The Juba Conference was a June 1947 meeting attended by British and Sudanese delegates in the city of Juba, then the regional capital of Equatoria Province in South Sudan (and today the national capital of South Sudan).

Britain organised the conference to combine northern and southern Sudan into one political entity. Until then, the two sectors were essentially treated by the British as two separate colonies because of ethnic, religious and cultural differences. Northern Sudan was heavily Arabized and had a fairly well-structured political and economic infrastructure. Northerners practiced Islam and were relatively well-educated. Southern Sudan was mainly composed of various Nilotic tribes who practiced a mixture of Christian and traditional beliefs. Economically, it did not possess the organization of northern Sudan.

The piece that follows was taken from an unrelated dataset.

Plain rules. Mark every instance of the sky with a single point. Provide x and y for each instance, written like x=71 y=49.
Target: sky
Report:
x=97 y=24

The Juba Conference agreed that northern and southern Sudan would constitute one state and that a Legislative Assembly would represent the entire colony. However, southern Sudanese representatives had several reservations about the resolutions, largely because they were in an inferior position in regards to their region's lack of educational and political experience.

Their apprehension was realised when 800 administrative posts were vacated by the British in preparation for Sudanese "self-rule"; only four of the government posts went to Southerners. In discussions to determine the future of the modern state of Sudan, the southern provinces were largely excluded from the political process.

This disparity led to the First and Second Sudanese Civil Wars, eventually resulting, in 2011, in the Southern provinces becoming an independent state, the Republic of South Sudan.